Não acho que isso tenha viés ideológico. Foi-se o tempo em que a TV podia influir ideologicamente, acho que ele acabou com o advento da TV a cabo e com a internet.

O problema da TV no Brasil é que nos ultimos 20 anos, ela têm reforçado a idéia de individualismo, que é patológica em nosso país.

A mensagem é sempre a mesma: CONSUMA MAIS, TENHA O CORPO PERFEIRO, FAÇA MAIS SEXO, CONQUISTE MAIS HOMENS E MULHERES, FAÇA SUCESSO A QUALQUER CUSTO, SEJA POPULAR e o clássico, sempre presente sub-liminarmente: LEVE VANTAGEM EM TUDO!

Ora, certa época, era interessante falar muito em privatização, porque a promessa era de menores impostos e mais progresso. Daí o brasileiro abraçou a idéia, era uma vantagem, precisava fazê-lo!

Hoje, a idéia predominante é de que o Estado só serve se der alguma coisa imediatamente, é preciso levar vantagem sobre ele, é preciso receber bolsa-familia...

E quando isso já não for suficiente, uma hora esgotará, vai haver outra guinada, sempre com o objetivo precípuo de levar a cada indivíduo o máximo da vantagem, porque é à isso que o brasileiro está condicionado: olhar apenas o seu próprio umbigo!

A TV é deletéria no sentido de fortalecer os valores ruins e adequá-los à realidade do momento.

Não que individualismo não seja importante, o problema é que no Brasil confunde-se individualismo apenas com vantagem pessoal direta ou indireta.

E não há viés ideológico nas TV(s), basta ver a promoção incessante do consumismo exacerbado que elas promovem ao mesmo tempo da consagração da miséria e da desgraça como atrações que dão audiência por meio de suposta solidariedade.

O problema todo, acho, é a falta de preparo intelectual do telespectador, incapaz de analisar uma questão de modo equilibrado.

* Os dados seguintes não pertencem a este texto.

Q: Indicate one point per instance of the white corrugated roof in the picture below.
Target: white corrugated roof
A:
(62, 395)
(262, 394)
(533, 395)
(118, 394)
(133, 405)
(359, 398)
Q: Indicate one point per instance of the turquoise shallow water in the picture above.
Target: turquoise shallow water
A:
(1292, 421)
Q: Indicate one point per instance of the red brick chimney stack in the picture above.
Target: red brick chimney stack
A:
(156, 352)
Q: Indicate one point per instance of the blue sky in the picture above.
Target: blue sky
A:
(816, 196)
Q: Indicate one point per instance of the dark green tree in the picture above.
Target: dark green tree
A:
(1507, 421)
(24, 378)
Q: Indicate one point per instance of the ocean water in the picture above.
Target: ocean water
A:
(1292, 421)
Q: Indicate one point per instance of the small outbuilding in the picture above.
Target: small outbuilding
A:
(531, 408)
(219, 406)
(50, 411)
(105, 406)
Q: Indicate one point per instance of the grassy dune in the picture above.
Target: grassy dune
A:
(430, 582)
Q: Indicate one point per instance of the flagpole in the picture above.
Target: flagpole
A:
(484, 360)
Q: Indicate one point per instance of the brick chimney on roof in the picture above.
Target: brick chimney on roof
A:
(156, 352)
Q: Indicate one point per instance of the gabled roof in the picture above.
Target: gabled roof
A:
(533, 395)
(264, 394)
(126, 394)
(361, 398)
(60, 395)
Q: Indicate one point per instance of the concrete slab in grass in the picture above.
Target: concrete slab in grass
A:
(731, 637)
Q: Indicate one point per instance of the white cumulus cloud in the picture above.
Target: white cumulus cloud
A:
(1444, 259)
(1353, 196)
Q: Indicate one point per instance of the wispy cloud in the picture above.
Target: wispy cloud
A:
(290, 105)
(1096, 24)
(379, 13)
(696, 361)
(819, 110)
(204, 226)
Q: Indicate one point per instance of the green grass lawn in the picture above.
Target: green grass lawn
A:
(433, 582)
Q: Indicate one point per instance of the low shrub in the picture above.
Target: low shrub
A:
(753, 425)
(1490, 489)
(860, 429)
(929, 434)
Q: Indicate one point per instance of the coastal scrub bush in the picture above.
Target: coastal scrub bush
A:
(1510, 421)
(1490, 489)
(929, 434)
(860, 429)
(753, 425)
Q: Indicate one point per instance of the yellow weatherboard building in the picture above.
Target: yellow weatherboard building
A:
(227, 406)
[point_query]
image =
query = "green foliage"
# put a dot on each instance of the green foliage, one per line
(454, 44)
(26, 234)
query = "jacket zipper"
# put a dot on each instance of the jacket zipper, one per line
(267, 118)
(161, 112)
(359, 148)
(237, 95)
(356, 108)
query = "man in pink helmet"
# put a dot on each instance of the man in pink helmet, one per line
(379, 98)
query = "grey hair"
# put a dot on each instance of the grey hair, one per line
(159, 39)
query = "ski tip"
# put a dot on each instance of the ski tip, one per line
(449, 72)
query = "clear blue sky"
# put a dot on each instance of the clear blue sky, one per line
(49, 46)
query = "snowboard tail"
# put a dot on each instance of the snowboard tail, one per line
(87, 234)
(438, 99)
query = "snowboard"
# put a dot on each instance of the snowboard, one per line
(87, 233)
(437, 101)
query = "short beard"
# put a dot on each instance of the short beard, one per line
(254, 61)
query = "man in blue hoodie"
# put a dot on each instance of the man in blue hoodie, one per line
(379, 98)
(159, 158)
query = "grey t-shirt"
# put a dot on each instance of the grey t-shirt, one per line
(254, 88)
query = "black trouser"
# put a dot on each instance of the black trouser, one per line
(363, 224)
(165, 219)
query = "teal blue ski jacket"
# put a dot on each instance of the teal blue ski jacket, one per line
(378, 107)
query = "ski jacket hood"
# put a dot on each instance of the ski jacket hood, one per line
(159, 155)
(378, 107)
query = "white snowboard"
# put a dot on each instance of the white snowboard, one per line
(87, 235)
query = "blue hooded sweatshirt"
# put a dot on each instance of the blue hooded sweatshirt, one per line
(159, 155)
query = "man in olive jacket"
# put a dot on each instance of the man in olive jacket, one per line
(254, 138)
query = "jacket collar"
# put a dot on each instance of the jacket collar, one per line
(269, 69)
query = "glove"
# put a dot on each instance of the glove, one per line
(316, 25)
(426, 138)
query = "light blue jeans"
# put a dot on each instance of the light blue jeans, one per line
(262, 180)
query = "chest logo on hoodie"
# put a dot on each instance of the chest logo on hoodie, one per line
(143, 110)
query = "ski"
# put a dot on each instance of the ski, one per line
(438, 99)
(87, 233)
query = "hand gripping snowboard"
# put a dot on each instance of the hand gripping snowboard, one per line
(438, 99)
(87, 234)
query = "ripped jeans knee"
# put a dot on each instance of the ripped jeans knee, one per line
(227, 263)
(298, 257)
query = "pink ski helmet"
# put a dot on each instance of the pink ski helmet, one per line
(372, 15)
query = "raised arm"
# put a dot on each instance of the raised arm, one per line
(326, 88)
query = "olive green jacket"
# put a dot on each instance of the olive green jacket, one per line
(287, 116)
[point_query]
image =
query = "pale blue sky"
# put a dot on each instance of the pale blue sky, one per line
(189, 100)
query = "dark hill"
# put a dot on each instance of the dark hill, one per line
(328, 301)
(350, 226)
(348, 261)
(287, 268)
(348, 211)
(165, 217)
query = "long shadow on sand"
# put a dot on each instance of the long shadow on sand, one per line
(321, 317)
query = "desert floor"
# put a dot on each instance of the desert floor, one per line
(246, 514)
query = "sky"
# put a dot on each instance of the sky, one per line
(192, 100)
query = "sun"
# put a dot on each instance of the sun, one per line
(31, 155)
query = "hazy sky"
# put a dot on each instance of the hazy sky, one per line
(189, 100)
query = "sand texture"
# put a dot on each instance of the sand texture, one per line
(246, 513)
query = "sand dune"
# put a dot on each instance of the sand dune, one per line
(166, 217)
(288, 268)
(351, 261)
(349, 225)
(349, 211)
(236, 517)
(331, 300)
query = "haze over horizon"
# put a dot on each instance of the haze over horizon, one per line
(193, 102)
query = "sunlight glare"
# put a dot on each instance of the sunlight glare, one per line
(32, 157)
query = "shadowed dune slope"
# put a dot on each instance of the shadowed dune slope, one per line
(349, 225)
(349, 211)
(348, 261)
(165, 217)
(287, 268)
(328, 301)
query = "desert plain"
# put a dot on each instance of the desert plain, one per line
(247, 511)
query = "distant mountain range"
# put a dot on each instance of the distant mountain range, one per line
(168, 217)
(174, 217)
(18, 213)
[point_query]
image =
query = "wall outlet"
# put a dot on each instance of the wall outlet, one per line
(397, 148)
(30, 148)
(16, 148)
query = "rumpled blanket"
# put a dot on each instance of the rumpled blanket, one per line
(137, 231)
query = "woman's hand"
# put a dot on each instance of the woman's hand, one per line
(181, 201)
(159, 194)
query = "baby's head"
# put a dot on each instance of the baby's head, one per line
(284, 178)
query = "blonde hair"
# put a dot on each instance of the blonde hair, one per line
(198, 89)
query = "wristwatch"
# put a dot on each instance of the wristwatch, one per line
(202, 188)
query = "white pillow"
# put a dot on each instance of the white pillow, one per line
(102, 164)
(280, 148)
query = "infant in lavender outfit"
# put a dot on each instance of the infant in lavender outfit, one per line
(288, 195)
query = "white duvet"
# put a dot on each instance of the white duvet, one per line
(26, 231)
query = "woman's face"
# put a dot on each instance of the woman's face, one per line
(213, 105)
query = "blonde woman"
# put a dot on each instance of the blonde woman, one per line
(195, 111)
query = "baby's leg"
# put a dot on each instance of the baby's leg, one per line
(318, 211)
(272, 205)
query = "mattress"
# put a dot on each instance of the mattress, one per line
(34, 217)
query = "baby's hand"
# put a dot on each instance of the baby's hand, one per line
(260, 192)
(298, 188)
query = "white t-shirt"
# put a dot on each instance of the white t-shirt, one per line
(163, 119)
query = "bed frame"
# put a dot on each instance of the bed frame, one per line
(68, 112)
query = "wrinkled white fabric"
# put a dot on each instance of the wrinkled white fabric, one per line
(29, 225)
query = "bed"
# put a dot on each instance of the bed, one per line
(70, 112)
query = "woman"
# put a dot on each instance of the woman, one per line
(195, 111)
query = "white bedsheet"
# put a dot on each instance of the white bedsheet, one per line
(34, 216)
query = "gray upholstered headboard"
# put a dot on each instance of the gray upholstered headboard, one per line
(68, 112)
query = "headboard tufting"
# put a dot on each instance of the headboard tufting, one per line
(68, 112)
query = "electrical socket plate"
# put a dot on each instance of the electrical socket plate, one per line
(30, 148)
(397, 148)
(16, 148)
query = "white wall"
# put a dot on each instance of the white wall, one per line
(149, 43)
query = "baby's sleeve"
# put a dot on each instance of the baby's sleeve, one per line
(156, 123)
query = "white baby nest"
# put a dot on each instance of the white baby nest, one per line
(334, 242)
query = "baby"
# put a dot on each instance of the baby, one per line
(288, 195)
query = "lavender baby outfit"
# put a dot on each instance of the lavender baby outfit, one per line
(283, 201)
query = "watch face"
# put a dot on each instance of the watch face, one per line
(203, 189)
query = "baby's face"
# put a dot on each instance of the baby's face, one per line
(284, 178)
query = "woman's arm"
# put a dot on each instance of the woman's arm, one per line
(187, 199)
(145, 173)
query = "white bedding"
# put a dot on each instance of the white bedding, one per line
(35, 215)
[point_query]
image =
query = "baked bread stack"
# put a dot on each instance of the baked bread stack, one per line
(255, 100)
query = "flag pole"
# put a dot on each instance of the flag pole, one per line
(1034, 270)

Mas, claro, respeito quem pensa deiferente...

Ricardo Rayol disse...

Por isso leio e muito. Nada mais estimulante do que ler e exercitar o cerebro com viagens fantásticas.. espero conseguir incutit isso na minha filha.

Anônimo disse...

Acredito ser pouco provável que algum empirista negue o intelecto.
O que eles negam é a crença idealista ou racionalista de que o intelecto possa adquirir conhecimentos de modo não empírico,como que através de revelações ,intuições ou iluminações intelectuais.Se assim fosse,significaria que o intelecto possuiria algum dom sobrenatural.Ou seja,o intelecto seria uma função da alma.
O exemplo maior dessa crença é a filosofia de Descartes,com suas idéias claras baseadas em Deus.
Parece-me que também é o caso de Kant,já que os “juízos sintéticos à priori” pressupõem uma razão independente da realidade empírica,ou seja,um sujeito transcendental,ou alma.
É claro que a ciência atual nega tal transcendência do intelecto.Este seria tão sómente resultado do funcionamento do cérebro,que,por sua vez,é resultado da evolução , processo natural dessa nossa realidade empírica.

Orlando Tambosi disse...

Paulo Roberto,

leia o livro e certifique-se. Sartori acha impossível que um dos sentidos, a visão, nos dê conhecimento - daí o homo videns, o idiota que só vê...

Tambosi

Anônimo disse...

Tambosi,leia meu comentário melhor e certifique-se.
Não estou dizendo que os empiristas negam o intelecto,mas sim que negam a natureza transcendental do mesmo.
Bacon,um dos pioneiros do empirismo,por exemplo,não negava a mente,mas sim dizia que a mente deve ser livre dos ídolos,para se chegar ao conhecimento.E me parece que o conceito de "juizos sintéticos à priori" é um desses ídolos.É uma mistura de idealismo platônico com empirismo.

Orlando Tambosi disse...

Paulo Roberto,

não estou discutindo o empirismo ou o idealismo, mas analisando as idéias apresentadas por um sociólogo que, pelo que vi, vai muito mal no terreno filosófico.
Leia o livro - meu post se refere ao livro do Sartori, não se trata de uma discussão sobre as vertentes filosóficas.